A visible sign of tension in the MSME portfolio, public sector banks reported a sharp increase in further slippages in their small business loan portfolio during the first quarter of FY22. The second wave of the pandemic appears to have had an additional impact on small businesses, drastically reducing their ability to repay.
The country’s largest lender, State Bank of India, posted its highest quarterly net profit on record at 6,504 crore in the first quarter of fiscal 22. However, new slippages from the public lender rose more than four times times to reach 15,666 crore yen in the first quarter of the current fiscal year, compared to 3,637 crore yen in the last year quarter. Over 40 percent of SBI’s total slippages in the first quarter or 6,416 crore came from the MSME sector.
Likewise, other large PSU banks such as Bank of Baroda, Indian Bank, Punjab National Bank and Union Bank of India have all seen a substantial increase in further slippages in the MSME sector.
Almost 59% of Indian Bank’s new slippage in the first quarter of fiscal year 22 to 4,204 crore came from the MSME sector while in the case of Canara Bank, the MSME sector accounted for 58% of the total slippage of 4,253 ₹ crore during said period.
In its July Financial Stability Report (FSR), the Reserve Bank of India warned that banks were facing the prospect of an increase in NPLs, especially in their portfolios of small and medium enterprises (SMEs) and Retail.
“Within the national financial system, bank credit flows and corporate capital spending remain modest. As banks’ exposures to larger, higher-rated borrowers decline, there are emerging signs of strain in the micro, small and medium-sized enterprises (MSMEs) and retail segments, ”the report notes.
Year over year, the overall slippages of all public sector banks collectively increased more than fourfold to 53,914 crore in the first quarter of FY22, from 13,188 crore in the first quarter of l FY 21. SBI, PNB, Union Bank of India, Bank of Baroda and Canara Bank are among the top five banks with the highest new slips, collectively accounting for 75 percent of total slips in the first. trimester.
In its attempt to ease tensions in the MSME portfolios of banks and NBFCs, the RBI has introduced various restructuring programs. Since 2019, the RBI has authorized the restructuring of temporarily impaired MSME loans (up to ₹ 25 crore in size) under three programs. As a result, public sector banks collectively restructured loans worth 56,866 crore as part of the January 2019, February 2020 and August 2020 restructuring plan.
“Despite the restructuring, stress in the MSMEs portfolio of PSBs remains high,” the central bank said in its FSR.
The current surge in further slippages comes against the backdrop of a significant increase in credit disbursements to the MSME sector in 2020-2021 through the Emergency Line of Credit Guarantee Program (ECLGS). Launched in May 2020, ECGLS aims to provide unsecured and government guaranteed loans to MSMEs and other entities affected by the pandemic. The government has since extended the scope of the program from time to time through ECGLS 2.0, 3.0 and 4.0 to cover more sectors of the economy.
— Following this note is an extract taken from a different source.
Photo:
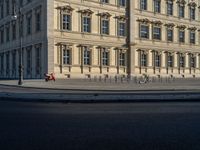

According to the SIDBI-TransUnion Cibil quarterly report “MSME Pulse”, a strong rebound in credit demand, accompanied by an equally strong supply of credit and support from ECLGS, led to growth in outstanding loans. MSME sector credit at 20.21 lakh crore, with a YoY growth rate of 6.6 percent.
“In FY21, the country disbursed loans worth 9.5 lakh crore to the MSME sector; greater than ₹ 6.8-lakh crore in FY20. This sharp increase in loans to MSMEs was supported by ECLGS ‘Atmanirbhar Bharat program, which provided 100% credit guarantee to lenders, ”the report said.